Son dönemde devlet eliyle medyaya yönelik baskıları değerlendiren gazeteci Tayfun Talipoğlu, Gülen cemaatine yakınlığıyla bilinen Cihan’a konuştuğu için Samsun’daki reklam filminin iptal edildiğini söyledi.
"Türkiye’nin korkaklar ülkesi haline geldiğini" belirten Talipoğlu, “Düşünebiliyor musunuz, bu memlekette Cihan’a konuşma, Samanyolu Televizyonu’nda görünme diyorlar” ifadelerini kullandı.
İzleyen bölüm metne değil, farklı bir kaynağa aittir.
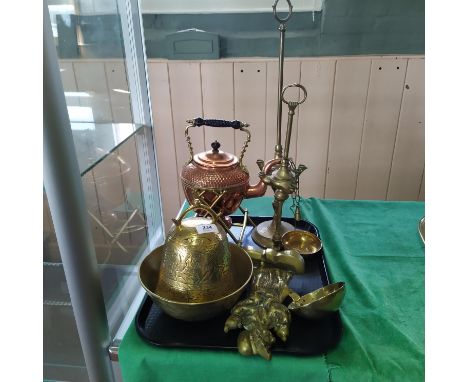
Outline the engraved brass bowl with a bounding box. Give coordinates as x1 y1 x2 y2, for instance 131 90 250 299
288 281 345 319
281 230 322 256
139 243 253 321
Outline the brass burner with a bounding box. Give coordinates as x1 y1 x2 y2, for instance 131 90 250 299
252 220 294 248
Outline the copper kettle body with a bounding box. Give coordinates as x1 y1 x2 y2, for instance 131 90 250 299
180 118 276 216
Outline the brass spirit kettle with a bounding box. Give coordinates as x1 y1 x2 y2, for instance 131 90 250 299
180 118 277 221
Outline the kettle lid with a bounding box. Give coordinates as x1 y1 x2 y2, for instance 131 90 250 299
193 141 239 168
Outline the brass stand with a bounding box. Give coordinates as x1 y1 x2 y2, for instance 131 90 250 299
252 84 307 250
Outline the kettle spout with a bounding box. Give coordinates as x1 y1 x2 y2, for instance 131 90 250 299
245 159 281 199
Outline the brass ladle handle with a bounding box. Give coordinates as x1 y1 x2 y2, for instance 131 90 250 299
272 0 292 24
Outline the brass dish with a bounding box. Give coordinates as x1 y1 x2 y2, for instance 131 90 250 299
139 243 253 321
281 230 322 256
288 281 345 319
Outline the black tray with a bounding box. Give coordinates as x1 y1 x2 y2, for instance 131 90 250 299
135 216 342 355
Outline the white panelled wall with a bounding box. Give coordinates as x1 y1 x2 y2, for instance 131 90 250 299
57 56 425 230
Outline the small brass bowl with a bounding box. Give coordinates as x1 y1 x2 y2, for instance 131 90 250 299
139 243 253 321
288 281 345 319
281 230 322 256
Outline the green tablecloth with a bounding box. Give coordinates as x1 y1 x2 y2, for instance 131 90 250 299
119 197 424 382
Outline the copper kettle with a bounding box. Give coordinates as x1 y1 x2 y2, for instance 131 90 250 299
180 118 279 221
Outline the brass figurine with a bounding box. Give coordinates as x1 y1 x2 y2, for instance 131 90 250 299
224 266 293 360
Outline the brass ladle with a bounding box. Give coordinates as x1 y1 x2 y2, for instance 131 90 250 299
243 246 305 274
288 281 345 319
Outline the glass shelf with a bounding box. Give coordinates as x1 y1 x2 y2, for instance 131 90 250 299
71 122 144 176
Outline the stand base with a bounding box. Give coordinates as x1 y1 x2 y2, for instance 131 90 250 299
252 220 294 248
Anadolu’yu karış karış gezerek yol hikâyeleri anlatan Anadolu âşığı gazeteci ve programcı Tayfun Talipoğlu, son dönemde medyaya yönelik baskılara ilişkin önemli açıklamalarda bulundu. Bamteli programlarına tekrar başlamak istediğini belirten Talipoğlu, “Başlamak istiyoruz fakat çok enteresandır siz bırakın programı, anlaşma yaptığım reklam filmlerine kadar müdahale eden bir hükümet var.” dedi. Talipoğlu başından geçen ilginç bir engellemeyi ise şöyle anlattı: “Samsun’da bir devlet kurumuyla reklam için anlaşmıştım. O dönemde Cihan Haber Ajansı’na konuşmuştum. O konuşmadan sonra Samsun’daki bir devlet kuruluşu, benim yerime bana benzetmeye çalıştıkları birini oynatmış. Muhalif olduğum için setten döndüm.” Medyadaki dostlarının korkudan kendisiyle görüşmediğini dile getiren Talipoğlu, “Halbuki yarın aynı şeyler onların başına gelse ben yine aynı şeyi söyleyeceğim, haksızlıktır diyeceğim. Bizi bir yerlere itiyorlar ama ben ittikleri yerde çok mutlu değilim.” ifadelerini kullandı.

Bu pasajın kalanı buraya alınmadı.